Recovered EEG signals of the different BSS methods. a Recovered EEG signals of the ABC-BSS method. b Recovered EEG signals of the DE-BSS method. c Recovered EEG signals of the DE-BSS method. d Recovered EEG signals of the method in [24]

As expected, Table 11 shows the proposed methods first recover those EEG signals of interest, whereas the method in [24] separated “useful” signals and “useless” noise simultaneously. Again, the superior performance of our method is confirmed by the results in Fig. 11 and Table 12. These features enable the proposed method to be of benefit in practice.

4 Conclusion

This paper introduced a class of sequential BSS methods that maximized the kurtosis cost function. They are able to extract the source signals of sub- and sup-Gaussian form one by one in a specific order determined according to their stochastic properties, specifically, in decreasing order of the absolute kurtosis. Simulation results demonstrated the excellent performance of the proposed method. Compared with previous methods, the methods introduced have the following merits: recovery of the original signals from a linear mixture of signals with higher accuracy and extraction of various sources in decreasing order according to the absolute value of the kurtosis. In addition, the proposed methods are suitable for \(m \ge n\). These features make the methods suitable in many applications, especially when the number of sources is large and when only some signals are of interest or when useful signals are buried in white Gaussian noise.

Recently, complex-valued signals have arisen in many applications as diverse as wireless communications, radar, and functional magnetic resonance imaging. When processing has to be done in a transform domain such as Fourier space or complex wavelet domains, the data are again complex-valued. To perform BSS of such complex-valued signals, there are a number of options.
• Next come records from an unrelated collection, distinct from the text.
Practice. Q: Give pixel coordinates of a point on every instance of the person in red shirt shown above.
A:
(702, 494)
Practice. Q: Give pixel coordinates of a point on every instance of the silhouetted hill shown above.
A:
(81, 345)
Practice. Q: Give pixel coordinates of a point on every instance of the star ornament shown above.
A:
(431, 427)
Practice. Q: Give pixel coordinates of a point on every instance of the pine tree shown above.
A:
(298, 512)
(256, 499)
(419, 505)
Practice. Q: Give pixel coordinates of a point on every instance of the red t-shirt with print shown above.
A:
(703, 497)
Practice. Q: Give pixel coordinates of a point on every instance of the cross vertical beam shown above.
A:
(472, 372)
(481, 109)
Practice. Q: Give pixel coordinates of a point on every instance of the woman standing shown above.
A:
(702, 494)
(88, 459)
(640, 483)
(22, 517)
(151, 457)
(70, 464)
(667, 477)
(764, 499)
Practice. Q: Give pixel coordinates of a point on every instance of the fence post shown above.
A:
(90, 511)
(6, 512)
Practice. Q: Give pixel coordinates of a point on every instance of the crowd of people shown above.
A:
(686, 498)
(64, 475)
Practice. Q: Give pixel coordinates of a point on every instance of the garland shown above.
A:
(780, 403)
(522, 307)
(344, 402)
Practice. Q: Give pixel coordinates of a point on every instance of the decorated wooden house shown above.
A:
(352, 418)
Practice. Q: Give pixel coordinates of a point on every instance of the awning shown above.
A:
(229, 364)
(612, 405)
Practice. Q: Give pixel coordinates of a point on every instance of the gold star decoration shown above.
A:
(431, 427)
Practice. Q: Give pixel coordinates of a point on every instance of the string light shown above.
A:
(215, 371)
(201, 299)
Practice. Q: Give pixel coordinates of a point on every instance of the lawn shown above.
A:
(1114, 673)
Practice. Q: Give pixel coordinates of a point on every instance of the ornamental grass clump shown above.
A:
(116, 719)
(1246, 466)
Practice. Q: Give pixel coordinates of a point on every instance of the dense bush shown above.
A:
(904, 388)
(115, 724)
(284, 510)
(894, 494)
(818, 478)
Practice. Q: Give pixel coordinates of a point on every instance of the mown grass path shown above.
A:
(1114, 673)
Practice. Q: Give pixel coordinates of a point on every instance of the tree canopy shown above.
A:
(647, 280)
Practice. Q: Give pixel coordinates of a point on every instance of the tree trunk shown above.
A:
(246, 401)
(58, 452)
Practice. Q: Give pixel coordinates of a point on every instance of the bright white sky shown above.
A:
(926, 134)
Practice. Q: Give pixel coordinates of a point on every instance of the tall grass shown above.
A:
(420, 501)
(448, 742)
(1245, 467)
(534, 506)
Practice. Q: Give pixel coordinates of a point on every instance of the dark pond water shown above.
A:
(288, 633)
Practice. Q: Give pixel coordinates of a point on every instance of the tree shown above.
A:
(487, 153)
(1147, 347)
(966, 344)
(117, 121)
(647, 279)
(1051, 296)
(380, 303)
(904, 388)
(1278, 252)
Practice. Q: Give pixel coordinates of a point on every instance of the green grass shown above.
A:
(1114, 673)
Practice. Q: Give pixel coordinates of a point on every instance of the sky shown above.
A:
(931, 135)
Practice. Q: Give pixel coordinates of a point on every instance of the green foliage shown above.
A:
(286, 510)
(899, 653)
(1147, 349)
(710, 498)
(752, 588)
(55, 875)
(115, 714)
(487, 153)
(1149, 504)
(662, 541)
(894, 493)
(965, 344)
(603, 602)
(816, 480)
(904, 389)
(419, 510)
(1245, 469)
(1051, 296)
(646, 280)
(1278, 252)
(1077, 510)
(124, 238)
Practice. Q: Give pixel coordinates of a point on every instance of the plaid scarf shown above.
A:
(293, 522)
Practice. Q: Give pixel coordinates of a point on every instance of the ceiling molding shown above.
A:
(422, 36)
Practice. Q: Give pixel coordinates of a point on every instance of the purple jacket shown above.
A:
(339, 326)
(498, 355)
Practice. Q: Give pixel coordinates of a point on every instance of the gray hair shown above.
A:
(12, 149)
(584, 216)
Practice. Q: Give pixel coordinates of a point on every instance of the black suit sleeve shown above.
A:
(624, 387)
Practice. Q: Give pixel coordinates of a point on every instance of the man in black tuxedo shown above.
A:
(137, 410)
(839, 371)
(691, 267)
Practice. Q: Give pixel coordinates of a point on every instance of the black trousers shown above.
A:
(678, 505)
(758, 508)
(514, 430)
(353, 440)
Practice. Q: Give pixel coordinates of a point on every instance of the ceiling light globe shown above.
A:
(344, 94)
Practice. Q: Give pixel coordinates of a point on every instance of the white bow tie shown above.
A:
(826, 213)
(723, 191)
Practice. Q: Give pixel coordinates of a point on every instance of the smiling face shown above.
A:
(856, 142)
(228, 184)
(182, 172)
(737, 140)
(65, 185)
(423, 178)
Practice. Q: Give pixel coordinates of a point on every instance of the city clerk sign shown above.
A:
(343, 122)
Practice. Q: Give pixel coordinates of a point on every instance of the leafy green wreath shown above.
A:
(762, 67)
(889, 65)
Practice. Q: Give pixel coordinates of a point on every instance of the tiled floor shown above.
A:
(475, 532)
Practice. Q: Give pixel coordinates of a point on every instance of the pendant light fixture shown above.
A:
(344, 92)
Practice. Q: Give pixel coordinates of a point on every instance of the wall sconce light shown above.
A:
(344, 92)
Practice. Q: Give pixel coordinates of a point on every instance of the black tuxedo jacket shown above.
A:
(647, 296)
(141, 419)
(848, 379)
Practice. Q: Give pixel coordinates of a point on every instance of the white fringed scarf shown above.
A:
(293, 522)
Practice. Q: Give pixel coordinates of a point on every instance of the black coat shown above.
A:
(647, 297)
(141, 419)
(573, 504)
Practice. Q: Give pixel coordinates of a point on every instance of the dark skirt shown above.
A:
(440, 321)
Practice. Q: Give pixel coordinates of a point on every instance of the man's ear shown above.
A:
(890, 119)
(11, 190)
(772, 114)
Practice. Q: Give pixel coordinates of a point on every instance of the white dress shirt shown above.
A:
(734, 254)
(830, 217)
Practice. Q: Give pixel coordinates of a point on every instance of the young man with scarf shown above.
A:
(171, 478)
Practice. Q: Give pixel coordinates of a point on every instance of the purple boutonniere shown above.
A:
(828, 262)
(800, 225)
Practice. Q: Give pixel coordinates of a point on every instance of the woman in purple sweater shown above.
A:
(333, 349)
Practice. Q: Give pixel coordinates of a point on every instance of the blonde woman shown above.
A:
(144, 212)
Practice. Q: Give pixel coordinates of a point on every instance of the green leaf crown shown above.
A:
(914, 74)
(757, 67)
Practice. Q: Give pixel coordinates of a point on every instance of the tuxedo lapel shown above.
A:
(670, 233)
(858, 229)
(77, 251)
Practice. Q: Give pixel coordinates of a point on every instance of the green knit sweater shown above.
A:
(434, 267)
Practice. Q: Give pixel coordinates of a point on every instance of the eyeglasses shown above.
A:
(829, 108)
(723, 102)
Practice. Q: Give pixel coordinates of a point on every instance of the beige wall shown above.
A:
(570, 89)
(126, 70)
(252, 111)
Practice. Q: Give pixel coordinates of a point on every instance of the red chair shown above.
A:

For complex-valued signals, the Gaussianity implies zero kurtosis, sup-Gaussianity implies positive kurtosis, and sub-Gaussianity implies negative kurtosis [30]. The resolution of sequential BSS of various complex sources is one of the challenging problems of BSS. Future work may include developing sequential complex BSS algorithms that achieve the objective of extracting complex-valued signals one by one with specified order.